Bioconda & R
This is a suggested procedure for using R on the cluster. It’s by no means the only way to do this but it’s an approach that’s tried and tested and lets conda deal with the issue of R package dependencies, which appears to be a more reliable approach than using R itself for package management.
Important
Ensure you’ve installed conda using the instructions given on the Bioconda page. Do not install it via any other method.
First, create a dedicated conda environment which will contain R and any packages subsequently added to it. In this example, we’ll install a specific version (4.5), so we’ll call the environment r4.5:
$ conda create --name r4.5 r=4.5
Let’s assume we now want to add an R package, for example ggplot2, which we can find via conda search. The convention for packaging R packages in conda is to prefix the name of the R package with r-, so in this case r-ggplot2:
$ conda search r-ggplot2
This returns a lot of version entries for r-ggplot2 and confirms that a conda version of this R package is available (output shown here is truncated):
Loading channels: done
# Name Version Build Channel
r-ggplot2 2.0.0 r3.2.2_0 bioconda
r-ggplot2 2.1.0 r3.2.2_0 bioconda
r-ggplot2 2.1.0 r3.3.1_0 bioconda
r-ggplot2 2.2.0 r3.3.1_0 bioconda
r-ggplot2 2.2.0 r3.3.2_0 conda-forge
r-ggplot2 2.2.0 r3.4.1_0 conda-forge
r-ggplot2 2.2.1 r3.3.1_0 bioconda
r-ggplot2 2.2.1 r3.3.2_0 conda-forge
[...]
Let’s install the package into our dedicated R environment. First, we need to activate it:
$ conda activate r4.5
This should be reflected by a change in your command prompt:
(r4.5) username@gruffalo:~$
Anything we install with conda will now be installed into this environment:
$ conda install r-ggplot2
Conda will handle all the dependency management and also install other packages required by ggplot2.
Tip
Additional R packages can be installed into the conda R environment as described above.
Note
The advantages to this approach over “traditional”” install-into-command-line-R-directly include dependency management (handled seamlessly by conda) and a full record of which R packages and versions are installed can easily be obtained. You can export this list (conda env export --name r4.5 > r4.5.yml) which is useful if you need to migrate the environment to another system and/or share with another user.

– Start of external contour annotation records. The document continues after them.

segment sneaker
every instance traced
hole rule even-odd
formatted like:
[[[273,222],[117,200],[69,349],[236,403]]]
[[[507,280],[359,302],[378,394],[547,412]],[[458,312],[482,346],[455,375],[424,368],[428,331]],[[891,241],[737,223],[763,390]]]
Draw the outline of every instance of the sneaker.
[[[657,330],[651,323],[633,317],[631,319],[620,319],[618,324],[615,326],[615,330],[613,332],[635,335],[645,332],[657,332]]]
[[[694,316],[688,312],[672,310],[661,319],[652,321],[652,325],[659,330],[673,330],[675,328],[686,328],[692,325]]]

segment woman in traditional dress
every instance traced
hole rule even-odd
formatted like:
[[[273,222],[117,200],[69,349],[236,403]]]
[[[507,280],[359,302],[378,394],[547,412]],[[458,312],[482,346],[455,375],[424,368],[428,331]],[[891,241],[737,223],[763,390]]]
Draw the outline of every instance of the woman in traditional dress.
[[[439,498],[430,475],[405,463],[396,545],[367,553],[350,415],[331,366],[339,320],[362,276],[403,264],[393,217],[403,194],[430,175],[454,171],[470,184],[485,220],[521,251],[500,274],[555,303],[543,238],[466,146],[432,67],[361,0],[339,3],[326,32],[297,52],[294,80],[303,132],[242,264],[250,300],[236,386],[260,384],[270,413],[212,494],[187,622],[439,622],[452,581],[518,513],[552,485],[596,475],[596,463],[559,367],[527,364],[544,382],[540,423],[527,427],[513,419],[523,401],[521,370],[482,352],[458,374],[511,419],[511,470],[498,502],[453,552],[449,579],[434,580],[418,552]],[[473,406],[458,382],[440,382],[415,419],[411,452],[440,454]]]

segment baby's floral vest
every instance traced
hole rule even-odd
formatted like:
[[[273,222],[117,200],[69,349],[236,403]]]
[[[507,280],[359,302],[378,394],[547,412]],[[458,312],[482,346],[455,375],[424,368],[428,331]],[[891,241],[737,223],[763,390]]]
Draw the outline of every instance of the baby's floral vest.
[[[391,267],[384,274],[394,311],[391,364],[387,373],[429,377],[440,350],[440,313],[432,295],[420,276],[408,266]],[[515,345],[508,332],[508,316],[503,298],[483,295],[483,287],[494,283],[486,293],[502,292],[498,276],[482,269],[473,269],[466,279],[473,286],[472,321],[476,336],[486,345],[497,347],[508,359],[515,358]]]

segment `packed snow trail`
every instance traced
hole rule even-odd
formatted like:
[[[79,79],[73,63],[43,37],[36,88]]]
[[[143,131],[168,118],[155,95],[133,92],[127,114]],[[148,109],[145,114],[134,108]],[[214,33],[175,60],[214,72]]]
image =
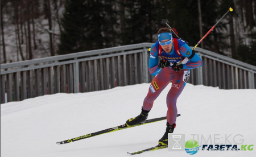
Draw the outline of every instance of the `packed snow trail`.
[[[154,146],[166,121],[120,130],[63,145],[56,142],[125,123],[141,112],[150,84],[78,94],[59,93],[1,105],[3,157],[128,156]],[[170,84],[154,102],[148,119],[165,116]],[[240,134],[256,146],[256,90],[222,90],[188,84],[177,100],[174,133]],[[138,156],[189,156],[167,148]],[[196,156],[256,156],[244,151],[199,151]]]

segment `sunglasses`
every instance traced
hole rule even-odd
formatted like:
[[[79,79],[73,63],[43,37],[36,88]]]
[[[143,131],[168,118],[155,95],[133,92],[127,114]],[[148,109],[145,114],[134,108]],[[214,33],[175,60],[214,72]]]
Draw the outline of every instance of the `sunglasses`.
[[[172,43],[172,40],[171,39],[169,41],[166,42],[160,42],[159,41],[159,40],[158,40],[158,42],[159,42],[159,44],[161,46],[165,46],[165,45],[168,46],[168,45],[170,45],[170,44],[171,44]]]

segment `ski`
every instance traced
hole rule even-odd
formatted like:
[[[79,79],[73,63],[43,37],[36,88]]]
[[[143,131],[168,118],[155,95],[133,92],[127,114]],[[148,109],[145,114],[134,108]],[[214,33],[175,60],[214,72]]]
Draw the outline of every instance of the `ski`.
[[[152,147],[144,150],[142,150],[142,151],[138,151],[137,152],[127,152],[127,153],[129,155],[135,155],[135,154],[141,154],[144,152],[146,152],[146,151],[154,151],[154,150],[160,150],[160,149],[163,149],[163,148],[165,148],[168,147],[168,145],[162,145],[161,144],[159,144],[158,145],[155,146],[155,147]]]
[[[180,116],[180,114],[177,114],[177,117],[179,117],[179,116]],[[86,139],[86,138],[95,137],[95,136],[97,136],[97,135],[104,134],[106,134],[106,133],[109,133],[114,132],[114,131],[116,131],[120,130],[123,130],[123,129],[127,129],[127,128],[130,128],[130,127],[135,127],[135,126],[137,126],[148,124],[148,123],[154,123],[154,122],[159,122],[159,121],[163,121],[163,120],[164,120],[164,119],[166,119],[166,117],[159,117],[159,118],[156,118],[148,119],[148,120],[146,121],[146,122],[144,123],[135,125],[134,125],[134,126],[127,126],[126,124],[125,123],[124,125],[120,125],[120,126],[117,126],[117,127],[111,127],[111,128],[109,128],[109,129],[105,129],[105,130],[101,130],[101,131],[97,131],[97,132],[95,132],[95,133],[93,133],[86,134],[86,135],[82,135],[82,136],[80,136],[80,137],[79,137],[69,139],[65,140],[65,141],[63,141],[58,142],[56,142],[56,143],[57,144],[63,144],[71,143],[72,142],[77,141],[80,140],[80,139]]]

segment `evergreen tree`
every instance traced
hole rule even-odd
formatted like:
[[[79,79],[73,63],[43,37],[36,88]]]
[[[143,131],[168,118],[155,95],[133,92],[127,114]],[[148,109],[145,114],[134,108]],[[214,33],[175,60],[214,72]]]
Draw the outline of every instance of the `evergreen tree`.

Once we have our packages installed, we can use them in our scripts. The following is an example of submitting an R job with Slurm:
#!/bin/bash
#SBATCH --job-name="Example R Script"
# Activate our conda R environment
conda activate r4.5
# Run an R script that uses ggplot2 etc
Rscript myPlottingScript.r
# If running any other steps after this, don’t forget to deactivate the environment
conda deactivate
You can also submit R jobs directly to Slurm:
$ conda activate r4.5
$ sbatch --wrap "Rscript myPlottingScript.r"
Tip
It’s highly recommend to run all your R code from within scripts as opposed to through platforms like RStudio where reproducibility requirements are generally not satisfied. Once you’ve got your code in a script, it can be tweaked and re-executed readily and it’ll also be ready for submission to e.g. a Github account as part of your publication requirements.